Die Ursache der seit über einem Jahrzehnt zögerlichen Haltung in Bayern ist v.a. in der Trassendiskussion zu suchen. Im politischen Gespräch wird der Lückenschluss immer als wichtige Maßnahme genannt und es gibt sowohl im Landkreis Coburg wie auch in der Stadt Coburg mehrere Gremienbeschlüsse, das dieser wichtig ist. Zwischen Reden und Handeln klafft eine große Lücke, da die betroffenen Kommunen Bad Rodach und Lautertal dem Lückenschluss entweder ablehnend gegenüber stehen oder nur die Vorteile des Personenverkehrs nutzen wollen, aber nicht bereit sind, Güterverkehre zu akzeptieren.
Bad Rodach bekennt sich zwar zum Lückenschluss, möchte aber nur eine Personenverkehrsstrecke bauen lassen. Bei Baukosten von ca. Mio. € 140 allein für den Neubau Bad Rodach – Hildburghausen (d.h. ohne Ertüchtigung der Bahnstrecke Coburg – Bad Rodach) ist diese Position wirtschaftlich problematisch. Die Gemeinde Lautertal, durch welche die historische Werrabahn zwischen Coburg und Eisfeld verlaufen ist, macht es sich besonders leicht. Man wäre nicht gegen eine Bahnstrecke, aber gegen die Nutzung der historischen Trasse. Eine Benennung einer alternativen Fahrtmöglichkeit bleibt man schuldig.
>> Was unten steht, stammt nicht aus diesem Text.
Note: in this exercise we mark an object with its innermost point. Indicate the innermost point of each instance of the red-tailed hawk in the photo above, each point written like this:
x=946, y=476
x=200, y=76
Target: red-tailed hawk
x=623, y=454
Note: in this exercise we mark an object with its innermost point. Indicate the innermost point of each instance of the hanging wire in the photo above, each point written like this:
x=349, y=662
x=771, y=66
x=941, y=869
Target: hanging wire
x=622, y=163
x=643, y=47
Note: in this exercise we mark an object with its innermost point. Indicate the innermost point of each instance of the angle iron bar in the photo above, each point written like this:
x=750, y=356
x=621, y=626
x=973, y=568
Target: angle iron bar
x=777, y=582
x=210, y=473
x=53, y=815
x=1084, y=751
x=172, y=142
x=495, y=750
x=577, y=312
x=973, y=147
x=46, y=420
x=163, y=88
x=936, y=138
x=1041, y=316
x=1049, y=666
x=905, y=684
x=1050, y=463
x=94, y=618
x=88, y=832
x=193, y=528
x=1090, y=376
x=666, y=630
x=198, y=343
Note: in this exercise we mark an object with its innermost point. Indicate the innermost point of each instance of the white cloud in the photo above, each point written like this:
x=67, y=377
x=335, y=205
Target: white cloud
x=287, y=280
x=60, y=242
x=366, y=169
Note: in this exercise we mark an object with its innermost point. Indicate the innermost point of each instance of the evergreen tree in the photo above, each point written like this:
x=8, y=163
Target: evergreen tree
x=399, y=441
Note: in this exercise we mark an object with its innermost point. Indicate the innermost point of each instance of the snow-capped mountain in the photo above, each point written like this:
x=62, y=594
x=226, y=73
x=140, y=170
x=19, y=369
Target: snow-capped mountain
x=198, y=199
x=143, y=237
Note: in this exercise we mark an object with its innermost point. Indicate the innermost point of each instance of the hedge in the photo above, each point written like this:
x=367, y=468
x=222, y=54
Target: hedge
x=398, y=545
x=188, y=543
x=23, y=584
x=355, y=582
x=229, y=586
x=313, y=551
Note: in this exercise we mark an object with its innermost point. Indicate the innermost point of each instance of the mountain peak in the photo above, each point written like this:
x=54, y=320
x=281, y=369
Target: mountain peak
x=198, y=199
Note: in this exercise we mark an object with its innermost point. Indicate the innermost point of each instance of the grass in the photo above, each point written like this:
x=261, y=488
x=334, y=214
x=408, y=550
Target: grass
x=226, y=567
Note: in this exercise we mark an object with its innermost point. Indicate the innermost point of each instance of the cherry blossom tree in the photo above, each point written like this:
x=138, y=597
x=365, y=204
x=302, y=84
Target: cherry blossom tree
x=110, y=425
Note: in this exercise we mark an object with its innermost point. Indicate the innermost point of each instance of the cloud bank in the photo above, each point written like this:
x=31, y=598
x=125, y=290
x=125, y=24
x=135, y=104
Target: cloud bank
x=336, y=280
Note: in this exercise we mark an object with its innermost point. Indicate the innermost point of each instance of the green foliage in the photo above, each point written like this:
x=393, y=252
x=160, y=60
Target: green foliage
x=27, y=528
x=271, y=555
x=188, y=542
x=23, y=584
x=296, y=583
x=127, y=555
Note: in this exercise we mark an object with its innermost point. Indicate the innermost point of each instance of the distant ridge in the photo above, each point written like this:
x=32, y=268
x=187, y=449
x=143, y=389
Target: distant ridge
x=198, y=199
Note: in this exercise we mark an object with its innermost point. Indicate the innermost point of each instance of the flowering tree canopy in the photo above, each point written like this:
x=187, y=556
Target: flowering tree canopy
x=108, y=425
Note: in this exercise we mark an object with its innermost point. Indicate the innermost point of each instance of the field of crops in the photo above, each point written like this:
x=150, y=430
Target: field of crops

Da vor Ort das „St.-Florians-Prinzip“ die Grundlage des Handelns darstellt, ist es für die Landesregierung ein Leichtes, auf die vorhandene Uneinigkeit in der Region zu verweisen und damit die Ablehnung des Projektes zu begründen.
Einstweilen verbleibt die Möglichkeit, auf den Bus zu setzen. Die VCD Kreisgruppe Coburg hat das Konzept eines Schnellbusses Coburg – Zella-Mehlis erarbeitet. Wenn es gelingt, die ca. 70 Kilometer von Coburg nach Zella-Mehlis innerhalb von 65 Minuten zurück zu legen, dann ist es möglich, die beiden RE-Linien Sonneberg – Coburg – Nürnberg (über Neubaustrecke zwischen Coburg und Bamberg) und Würzburg – Zella-Mehlis – Erfurt miteinander zu verknüpfen. Wenn auf der Buslinie alle Bahnangebote anerkannt und verkauft werden, dann dient die Schnellbuslinie als echter „Schienenersatzverkehr“. Die Politik in Südthüringen zeigt großes Interesse am Konzept und es ist zu hoffen, dass der Bus im Laufe des nächsten Jahres rollt.
Der Schnellbus kann als Initialzündung fungieren, um die verbesserungswürdige ÖPNV-Zusammenarbeit zwischen der bayerischen und Thüringer Seite zu forcieren. In anderen Bereichen wie dem Gesundheitswesen (Klinikverbund Regiomed), dem Naturschutz (Projekt „Grünes Band“), der Regionalplanung (Initiative Rodachtal) oder dem Tourismus (Tourismusregion Coburg-Rennsteig) gibt es bereits gute Beispiele einer Länderübergreifenden Zusammenarbeit. Die VCD Kreisgruppe Coburg sieht es als sinnvoll an, wenn die Thüringer Landkreise Hildburghausen, Schmalkalden-Meiningen und Sonneberg sowie die bayerischen Landkreise Coburg, Kronach und Lichtenfels sowie das Oberzentrum Coburg mittels eines Verkehrsverbundes Werra-Main zusammenarbeiten.